Stock markets in Asia showed a mixed picture on Tuesday. According to government data, industrial companies in China are facing declining profits, and the World Bank lowered its growth forecast for East Asia.
Stocks in New York again closed on Monday with losses due to concerns about a recession and interest rate hikes.
The Nikkei in Tokyo gained 0.5 percent, its first gain in a week. Technology group Hitachi Zosen was one of the strongest climbers, with a profit of 4.5 percent. The company plans to spin off its marine engine division and sell over a third of the new business to shipbuilder Imabari.
The Hang Seng in Hong Kong lost 1.1 percent, with internet conglomerates Alibaba (minus 2.9 percent), Tencent (minus 2.7 percent) and oil company Cnooc (minus 1.4 percent) on the main index, among others.
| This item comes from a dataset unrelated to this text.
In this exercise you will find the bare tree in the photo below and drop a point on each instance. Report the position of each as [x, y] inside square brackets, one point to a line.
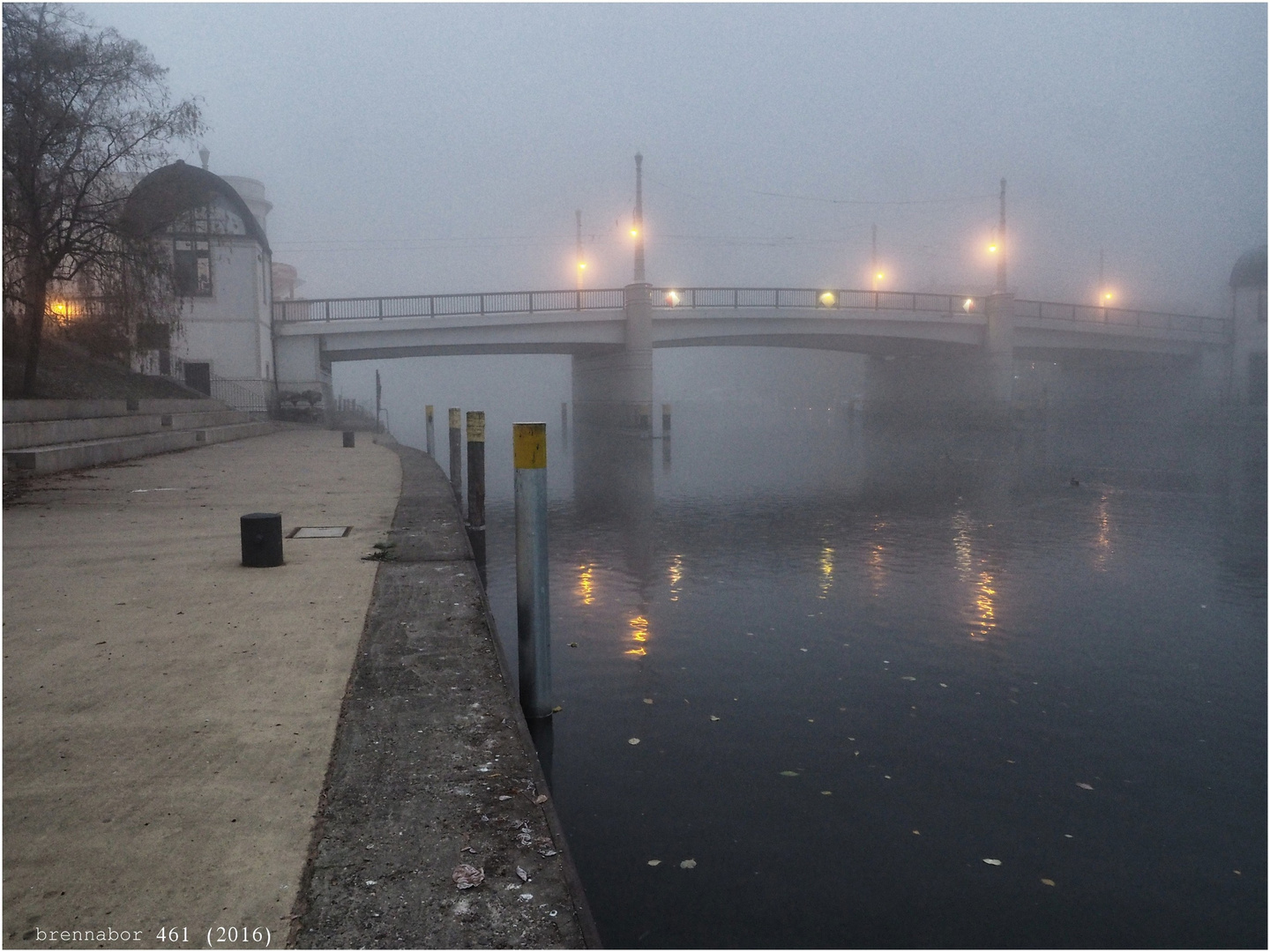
[86, 113]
The Shanghai stock market was 0.3 percent higher.
Reuters news agency reports based on insiders that Chinese regulators have asked investment funds to prevent large fluctuations in the stock markets. By not selling shares en masse, certain funds had to avoid significant losses before the Communist Party congress.
The World Bank lowered its growth forecast for East Asia mainly because the economy of superpower China is growing less rapidly. At the same time, inflation in the countries will be higher than previously estimated by the financial institution. The Chinese currency yuan, meanwhile, is trading at its lowest level since 2008, prompting the Asian country’s central bank to intervene in the currency market.
The All Ordinaries in Sydney won 0.3 percent, and the Kospi lost 0.6 percent in Seoul. In Australia, consumer confidence improved according to a measurement by the bank Australia & New Zealand Banking Group. This was mainly because Australians are less pessimistic about inflation. The country’s central bank reported that consumers in South Korea also became more positive in September.